What works to create fear in literature and movies will not work in tabletop. Describing a bloody body dropping from the floor above doesn't do much to scare players. Instead, take a hint from video games. Make your players helpless against an unknowable and extremely powerful foe. Put them into a situation where they have to make a choice that they know is a bad one, but it's the only way to move forward.
When I run CoC scenarios I always tell my players that the system will be blatantly unfair to them. I tell them that survival is probably the best they can hope for, and I warn them that trying to fight anything would be like trying to barefist fight a grizzly bear IRL.
>can it even be done.
Yes, yes it can. Exceptionally well.
http://suptg.thisisnotatrueending.com/archive/12130366/
>>54937753
Ah, classic.
>>54937134
Yes it can be done, but you need to have everyone be down for it.
I personally enjoying playing these games in full-skeptic mode. It's a blast playing the character in a Cthulhu game who refuses to believe in all the alien shit.
I've successfully done two horror scenarios in non-horror games. It's not enough to have "spooky" things, there has to also be extreme confusion or powerlessness. The feeling of being trapped is also important.
>>54937134
Almost any genre can be successfully translated to pen and paper rpgs, but you NEED the following:
A group that is into it. You CAN'T have horror if there's one player who's just breaking the fourth wall or intentionally acting against the spirit of the game/setting. The point is to experience the tropes, not to "defeat" them by meta-knowledge and common sense.
A system that allows the players to fear for their characters. This rules out almost every combat-centric rpg since threats aren't scary if the player characters are always equipped to handle them, and to survive them.
Basically don't have a group that tries to play it like they play D&D sessions, and don't use D&D with a fear system tacked on or something stupid like that.
This pretty much rules out running horror one-off sessions in normal dungeoncrawl rpgs, since it won't be scary no matter how much you dim the lights and throw ghosts at the players.
Never make your horror known and defined, subtle wrongness is the way to go.

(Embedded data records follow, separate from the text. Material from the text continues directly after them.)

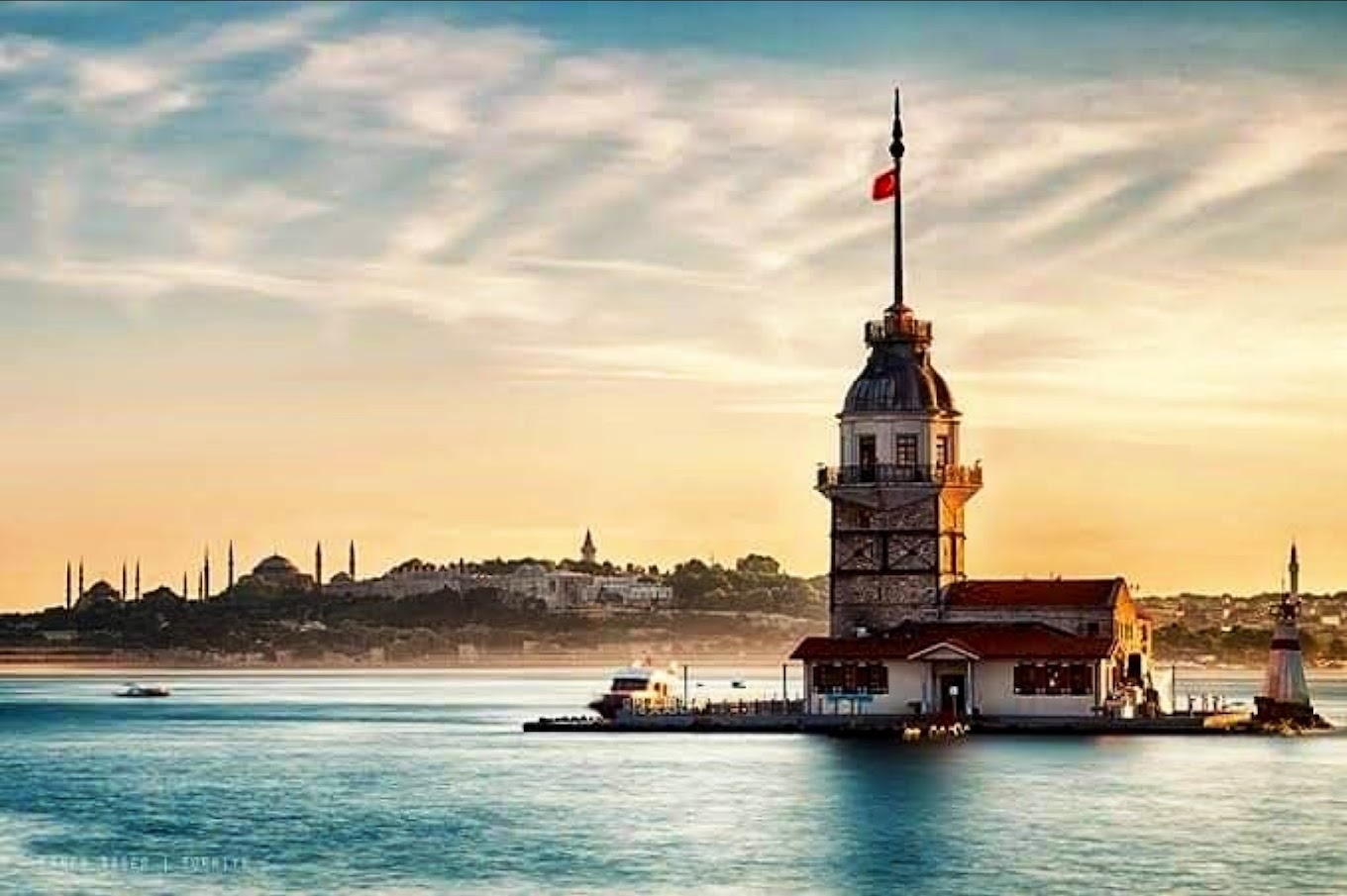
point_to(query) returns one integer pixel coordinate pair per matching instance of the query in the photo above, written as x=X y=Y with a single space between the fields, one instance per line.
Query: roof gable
x=1082 y=593
x=964 y=641
x=945 y=650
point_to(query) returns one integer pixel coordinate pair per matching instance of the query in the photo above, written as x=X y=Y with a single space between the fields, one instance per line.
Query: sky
x=463 y=280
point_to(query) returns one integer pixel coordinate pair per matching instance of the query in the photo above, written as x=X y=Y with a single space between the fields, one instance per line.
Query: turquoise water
x=423 y=783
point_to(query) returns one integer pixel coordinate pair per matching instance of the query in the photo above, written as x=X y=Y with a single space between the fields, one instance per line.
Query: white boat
x=131 y=689
x=639 y=685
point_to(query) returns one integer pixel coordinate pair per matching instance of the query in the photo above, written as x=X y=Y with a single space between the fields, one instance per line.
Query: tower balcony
x=897 y=328
x=898 y=474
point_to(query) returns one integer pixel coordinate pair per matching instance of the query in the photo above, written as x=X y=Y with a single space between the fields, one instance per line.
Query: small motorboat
x=637 y=686
x=131 y=689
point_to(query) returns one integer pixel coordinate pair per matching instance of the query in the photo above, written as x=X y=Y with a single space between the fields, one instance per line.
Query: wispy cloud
x=704 y=228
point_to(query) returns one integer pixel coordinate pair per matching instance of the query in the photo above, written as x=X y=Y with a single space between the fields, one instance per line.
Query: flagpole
x=896 y=151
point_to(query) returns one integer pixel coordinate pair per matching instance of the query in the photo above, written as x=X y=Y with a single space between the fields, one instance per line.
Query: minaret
x=898 y=489
x=1286 y=694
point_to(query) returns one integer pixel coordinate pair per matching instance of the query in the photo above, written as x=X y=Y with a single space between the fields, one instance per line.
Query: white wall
x=885 y=428
x=904 y=686
x=994 y=694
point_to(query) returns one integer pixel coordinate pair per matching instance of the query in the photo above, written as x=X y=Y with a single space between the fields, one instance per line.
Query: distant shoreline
x=493 y=664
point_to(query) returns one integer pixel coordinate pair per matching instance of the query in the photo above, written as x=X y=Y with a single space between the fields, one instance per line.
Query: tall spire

To be honest I never been affected by horrors of any medium. What would many consider a nightmare is but a fun adventure to me. That said, I find that giving players something to lose makes them much more invested in their characters. Powers, artefacts, a person that cares for them, or merely is hotter than anything they're going to get. It turns a suicidal lunatic into a paranoid wreck. Then subtly put your players against each other.